Teknoloji

.com mu ccTLD mi? Uluslararası SEO İçin Doğru Domain Mimarisi

Uluslararası SEO’da Alan Adı Seçimi Neden Bu Kadar Kritik?

Uluslararası pazarlara açılan hemen her projede ilk tartışmalardan biri, alan adına dair oluyor: .com ile mi ilerleyelim, yoksa ülke uzantılı ccTLD’lere mi ayrışalım? Üstelik konu sadece uzantıyla da sınırlı değil. Dil ve ülke hedeflemeyi /tr/, /de/ gibi alt dizinlerle mi, tr.example.com gibi subdomain’lerle mi, yoksa tamamen ayrı alan adlarıyla mı kurgulayacağınıza karar vermeniz gerekiyor.

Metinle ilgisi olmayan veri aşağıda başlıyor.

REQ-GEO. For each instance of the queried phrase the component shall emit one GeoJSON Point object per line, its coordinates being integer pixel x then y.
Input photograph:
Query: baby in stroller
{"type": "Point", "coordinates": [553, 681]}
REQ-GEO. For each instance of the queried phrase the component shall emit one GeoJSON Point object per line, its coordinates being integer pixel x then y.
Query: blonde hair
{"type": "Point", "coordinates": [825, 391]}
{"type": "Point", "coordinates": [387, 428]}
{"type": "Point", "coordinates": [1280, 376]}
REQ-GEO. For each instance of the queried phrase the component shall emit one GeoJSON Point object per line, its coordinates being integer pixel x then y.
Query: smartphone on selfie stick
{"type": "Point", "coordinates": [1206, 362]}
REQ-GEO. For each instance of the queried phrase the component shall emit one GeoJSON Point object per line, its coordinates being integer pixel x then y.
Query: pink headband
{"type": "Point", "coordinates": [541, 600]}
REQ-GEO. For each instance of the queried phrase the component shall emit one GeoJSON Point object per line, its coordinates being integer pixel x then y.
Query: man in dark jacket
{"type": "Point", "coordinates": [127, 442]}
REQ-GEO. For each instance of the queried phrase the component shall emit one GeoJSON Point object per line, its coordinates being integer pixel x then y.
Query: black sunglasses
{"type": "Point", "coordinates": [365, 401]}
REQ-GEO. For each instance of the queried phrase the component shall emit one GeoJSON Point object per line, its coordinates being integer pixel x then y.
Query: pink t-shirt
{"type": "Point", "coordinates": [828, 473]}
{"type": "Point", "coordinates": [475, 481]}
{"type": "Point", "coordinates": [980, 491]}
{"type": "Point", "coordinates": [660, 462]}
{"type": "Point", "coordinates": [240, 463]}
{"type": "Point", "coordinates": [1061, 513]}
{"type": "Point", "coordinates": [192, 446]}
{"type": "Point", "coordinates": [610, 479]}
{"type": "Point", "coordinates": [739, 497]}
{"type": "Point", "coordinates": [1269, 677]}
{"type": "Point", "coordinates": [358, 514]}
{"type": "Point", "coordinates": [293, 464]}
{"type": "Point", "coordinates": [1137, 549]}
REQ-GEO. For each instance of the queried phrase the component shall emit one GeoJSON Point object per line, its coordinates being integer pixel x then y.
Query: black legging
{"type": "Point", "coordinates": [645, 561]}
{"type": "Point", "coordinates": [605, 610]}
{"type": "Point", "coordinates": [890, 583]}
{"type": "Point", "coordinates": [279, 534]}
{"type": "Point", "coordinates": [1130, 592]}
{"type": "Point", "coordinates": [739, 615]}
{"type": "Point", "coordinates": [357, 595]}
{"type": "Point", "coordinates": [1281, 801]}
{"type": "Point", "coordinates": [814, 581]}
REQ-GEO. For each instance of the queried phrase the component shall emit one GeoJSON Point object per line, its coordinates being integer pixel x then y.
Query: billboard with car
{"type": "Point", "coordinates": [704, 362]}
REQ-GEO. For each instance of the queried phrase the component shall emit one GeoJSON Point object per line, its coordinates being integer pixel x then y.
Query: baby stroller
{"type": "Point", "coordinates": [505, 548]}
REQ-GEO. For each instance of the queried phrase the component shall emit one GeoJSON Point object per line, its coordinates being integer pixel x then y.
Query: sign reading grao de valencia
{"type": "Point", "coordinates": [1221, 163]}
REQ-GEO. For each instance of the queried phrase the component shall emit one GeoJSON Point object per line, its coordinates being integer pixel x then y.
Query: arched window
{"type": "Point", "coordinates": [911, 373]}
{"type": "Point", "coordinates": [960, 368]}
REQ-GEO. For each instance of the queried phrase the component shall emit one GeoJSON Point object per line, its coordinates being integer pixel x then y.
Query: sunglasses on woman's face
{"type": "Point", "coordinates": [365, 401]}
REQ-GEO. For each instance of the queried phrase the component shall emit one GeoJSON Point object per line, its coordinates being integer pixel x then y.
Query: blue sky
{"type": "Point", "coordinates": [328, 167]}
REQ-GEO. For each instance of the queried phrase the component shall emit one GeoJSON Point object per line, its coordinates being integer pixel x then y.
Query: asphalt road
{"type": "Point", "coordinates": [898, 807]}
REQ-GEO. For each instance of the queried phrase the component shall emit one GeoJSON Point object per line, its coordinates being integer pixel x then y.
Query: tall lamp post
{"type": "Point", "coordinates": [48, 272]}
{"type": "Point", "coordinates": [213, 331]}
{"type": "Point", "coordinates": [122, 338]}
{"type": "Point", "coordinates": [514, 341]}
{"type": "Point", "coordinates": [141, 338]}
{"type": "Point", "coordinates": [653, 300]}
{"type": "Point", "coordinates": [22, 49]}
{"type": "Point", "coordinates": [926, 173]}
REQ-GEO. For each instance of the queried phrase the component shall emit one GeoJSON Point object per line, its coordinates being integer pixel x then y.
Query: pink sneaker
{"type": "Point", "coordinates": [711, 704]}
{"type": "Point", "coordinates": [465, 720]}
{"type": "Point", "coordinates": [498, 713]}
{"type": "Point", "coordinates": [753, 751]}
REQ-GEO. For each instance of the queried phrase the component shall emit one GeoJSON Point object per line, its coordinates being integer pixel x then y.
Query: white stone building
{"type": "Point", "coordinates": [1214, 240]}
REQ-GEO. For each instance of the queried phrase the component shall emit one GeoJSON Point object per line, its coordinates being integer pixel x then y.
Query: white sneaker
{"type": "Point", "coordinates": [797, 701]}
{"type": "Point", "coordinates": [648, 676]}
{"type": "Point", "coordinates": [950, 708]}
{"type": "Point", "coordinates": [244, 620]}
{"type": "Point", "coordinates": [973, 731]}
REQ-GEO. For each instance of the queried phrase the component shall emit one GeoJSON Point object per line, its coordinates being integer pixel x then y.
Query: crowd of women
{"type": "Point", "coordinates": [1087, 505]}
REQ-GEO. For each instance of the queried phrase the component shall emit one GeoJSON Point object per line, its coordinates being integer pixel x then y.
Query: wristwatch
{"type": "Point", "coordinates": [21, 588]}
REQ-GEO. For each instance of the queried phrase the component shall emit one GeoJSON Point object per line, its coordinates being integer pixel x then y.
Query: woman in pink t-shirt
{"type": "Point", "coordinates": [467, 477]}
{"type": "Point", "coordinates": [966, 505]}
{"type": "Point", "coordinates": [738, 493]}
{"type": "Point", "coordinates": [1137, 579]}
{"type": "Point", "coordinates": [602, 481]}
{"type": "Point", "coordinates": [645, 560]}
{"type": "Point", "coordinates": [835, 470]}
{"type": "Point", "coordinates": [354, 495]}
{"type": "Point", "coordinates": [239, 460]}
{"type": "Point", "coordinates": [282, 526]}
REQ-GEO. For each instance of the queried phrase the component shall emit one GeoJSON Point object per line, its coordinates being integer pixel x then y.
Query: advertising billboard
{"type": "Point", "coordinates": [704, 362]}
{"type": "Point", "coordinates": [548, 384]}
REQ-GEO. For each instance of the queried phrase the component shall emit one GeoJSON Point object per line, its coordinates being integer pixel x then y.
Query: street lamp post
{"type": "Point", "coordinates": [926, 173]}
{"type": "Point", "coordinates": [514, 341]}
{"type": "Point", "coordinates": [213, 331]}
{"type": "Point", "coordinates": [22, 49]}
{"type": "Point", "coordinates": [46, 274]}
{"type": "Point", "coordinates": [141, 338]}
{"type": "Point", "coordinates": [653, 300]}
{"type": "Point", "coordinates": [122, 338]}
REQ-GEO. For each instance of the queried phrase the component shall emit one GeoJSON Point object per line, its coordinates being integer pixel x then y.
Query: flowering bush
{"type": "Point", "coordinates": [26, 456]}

Bu karar, sadece markanızın görünen yüzünü değil, uluslararası SEO performansınızı, teknik mimarinizi, hosting maliyetlerinizi ve operasyonel iş yükünüzü doğrudan etkiliyor. Yanlış kurgulanan bir yapı, birkaç yıl sonra bütün siteyi taşımayı, yüzlerce URL’yi 301 yönlendirmeyle düzeltmeyi ve ciddi SEO riskleri almayı zorunlu hale getirebiliyor.

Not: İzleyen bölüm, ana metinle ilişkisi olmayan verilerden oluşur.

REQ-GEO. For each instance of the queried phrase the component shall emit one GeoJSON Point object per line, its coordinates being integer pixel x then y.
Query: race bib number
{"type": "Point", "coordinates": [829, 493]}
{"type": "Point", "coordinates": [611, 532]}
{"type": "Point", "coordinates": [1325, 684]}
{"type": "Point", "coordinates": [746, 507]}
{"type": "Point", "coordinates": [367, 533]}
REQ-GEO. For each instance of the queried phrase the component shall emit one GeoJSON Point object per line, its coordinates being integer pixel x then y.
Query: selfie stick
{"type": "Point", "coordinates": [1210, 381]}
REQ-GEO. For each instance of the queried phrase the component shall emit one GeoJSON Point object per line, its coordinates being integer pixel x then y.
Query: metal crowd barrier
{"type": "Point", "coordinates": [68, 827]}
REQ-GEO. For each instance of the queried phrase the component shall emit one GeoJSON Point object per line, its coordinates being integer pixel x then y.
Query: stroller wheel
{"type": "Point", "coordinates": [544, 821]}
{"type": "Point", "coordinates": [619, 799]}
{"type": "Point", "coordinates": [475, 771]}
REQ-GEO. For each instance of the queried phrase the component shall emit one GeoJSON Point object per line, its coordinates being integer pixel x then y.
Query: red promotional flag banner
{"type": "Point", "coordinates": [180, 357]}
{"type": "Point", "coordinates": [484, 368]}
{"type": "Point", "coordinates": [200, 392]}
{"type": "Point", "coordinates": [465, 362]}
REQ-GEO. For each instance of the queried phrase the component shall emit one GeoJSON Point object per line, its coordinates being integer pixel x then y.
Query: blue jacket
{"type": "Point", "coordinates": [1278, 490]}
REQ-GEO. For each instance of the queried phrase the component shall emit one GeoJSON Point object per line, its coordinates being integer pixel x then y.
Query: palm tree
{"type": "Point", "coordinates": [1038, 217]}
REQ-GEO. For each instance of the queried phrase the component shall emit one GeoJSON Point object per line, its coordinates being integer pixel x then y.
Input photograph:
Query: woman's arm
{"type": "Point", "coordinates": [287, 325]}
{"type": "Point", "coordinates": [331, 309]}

Bu yazıda DCHost ekibi olarak; .com (ve diğer gTLD’ler), ccTLD’ler, alt dizin ve subdomain mimarilerini SEO, teknik altyapı ve operasyonel açıdan yan yana koyacağız. Alan adı stratejisini kurgulamak üzerine önceki rehberlerimizi de referans alarak, farklı senaryolar için somut öneriler paylaşacağız.

Temel Kavramlar: gTLD, ccTLD, Alt Dizin ve Subdomain

Önce terminolojiyi netleştirelim; çünkü uluslararası SEO tartışmalarında kavramlar çok çabuk birbirine karışıyor.

gTLD (Generic Top Level Domain), global uzantıları ifade eder: .com, .net, .org, .io, .ai gibi. Google bu uzantıları belirli bir ülkeye bağlamaz; Search Console üzerinden isteğe göre ülke hedeflemesi yapılabilir, ama varsayılan olarak global kabul edilir.

ccTLD (Country Code Top Level Domain) ise belirli bir ülkeye bağlı uzantılardır: .tr, .de, .fr, .uk gibi. Google bu uzantıları çok güçlü bir coğrafi hedefleme sinyali olarak yorumlar. Örneğin example.de neredeyse otomatik olarak Almanya için optimize edilmiş kabul edilir.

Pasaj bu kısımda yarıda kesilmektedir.